La sonrisa que apareció en el rostro de Lucía fue inmediata y genuina, distinta de cualquier otra que ofreciera a sus clientes.

“No, mi vida. Quédate ahí. Te dije que hoy no.”

“Me aburro…”

“Entonces haz dibujos. O cuenta cucharas. Lo que sea, pero ahí.”

Maya infló las mejillas con dramatismo y Lucía le pellizcó la nariz con suavidad, un gesto pequeño que, para ella, significaba protección.

“Luego te compro un cannolo si te portas bien.”

“¿De pistache?”

“De pistache.”

Maya sonrió y desapareció en la cocina.

Cuando Lucía regresó al salón, el hombre la observaba otra vez. No con interés en la niña, sino con atención hacia el cambio que se producía en Lucía cuando hablaba con ella, como si archivara mentalmente esa diferencia.

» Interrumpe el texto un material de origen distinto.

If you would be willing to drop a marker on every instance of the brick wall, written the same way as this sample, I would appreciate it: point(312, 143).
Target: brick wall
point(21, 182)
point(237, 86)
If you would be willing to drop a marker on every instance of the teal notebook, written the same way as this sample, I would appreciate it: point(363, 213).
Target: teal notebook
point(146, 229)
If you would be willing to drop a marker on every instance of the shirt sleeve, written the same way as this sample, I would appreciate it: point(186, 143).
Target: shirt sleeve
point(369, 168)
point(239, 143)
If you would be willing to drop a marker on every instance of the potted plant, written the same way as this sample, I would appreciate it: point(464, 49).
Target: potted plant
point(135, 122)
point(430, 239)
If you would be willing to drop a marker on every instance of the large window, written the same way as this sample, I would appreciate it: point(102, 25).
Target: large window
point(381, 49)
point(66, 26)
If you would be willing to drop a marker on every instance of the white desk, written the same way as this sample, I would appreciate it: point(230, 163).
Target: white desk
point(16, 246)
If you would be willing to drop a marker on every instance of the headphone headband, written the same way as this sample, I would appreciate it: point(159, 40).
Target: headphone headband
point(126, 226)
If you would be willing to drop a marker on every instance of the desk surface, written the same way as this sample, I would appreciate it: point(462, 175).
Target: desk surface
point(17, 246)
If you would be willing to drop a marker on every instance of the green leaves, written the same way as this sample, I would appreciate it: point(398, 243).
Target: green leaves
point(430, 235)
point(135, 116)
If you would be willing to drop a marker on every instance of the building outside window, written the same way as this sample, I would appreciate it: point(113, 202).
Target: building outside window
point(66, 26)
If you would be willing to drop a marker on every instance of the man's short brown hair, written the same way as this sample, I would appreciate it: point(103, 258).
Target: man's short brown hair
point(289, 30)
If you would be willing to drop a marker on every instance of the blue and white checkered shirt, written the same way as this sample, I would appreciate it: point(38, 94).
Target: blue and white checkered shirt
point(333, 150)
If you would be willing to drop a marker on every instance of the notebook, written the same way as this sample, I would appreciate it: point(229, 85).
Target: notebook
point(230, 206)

Lucía sintió un escalofrío.

Continuó trabajando. Atendió mesas, cobró cuentas, repartió pan, sostuvo conversaciones triviales. Intentó convencerse de que era solo un cliente más. Pero cada vez que levantaba la vista, él seguía allí.

No pedía nada ni hablaba con nadie. No estaba pendiente de su teléfono; tan solo observaba, como quien espera que el otro revele algo sin darse cuenta.

Cuando terminó el espresso, se levantó sin prisa. Dejó el dinero sobre la mesa, más de lo necesario, y se colocó los guantes con un gesto meticuloso.

Lucía no se acercó. Prefirió mantener la distancia; no quería agradecer ni tampoco deber. Por alguna extraña razón, se sentía comprometida y prefirió que la escasa distancia que le ofrecía el café fuera más que suficiente para contener el extraño vaivén que comenzaba a instalarse dentro de ella.

Él se detuvo junto a la puerta y, sin girarse del todo, dijo:

“Volveré.”

No sonó como una promesa.

Sonó como una decisión.

La campanilla tintineó cuando salió y el aire pareció moverse otra vez, como si alguien hubiera liberado una presión invisible. Las voces subieron; las cucharas chocaron de nuevo con normalidad.

Lucía se quedó quieta, el trapo aún entre las manos, mirando la lluvia adherida al cristal.

Quiso tomarse una breve pausa en el espacio y el tiempo porque sintió algo parecido a un presentimiento. No de peligro inmediato, sino de cambio.

Y el cambio —lo supo sin entender cómo— olía a café amargo y a seda negra.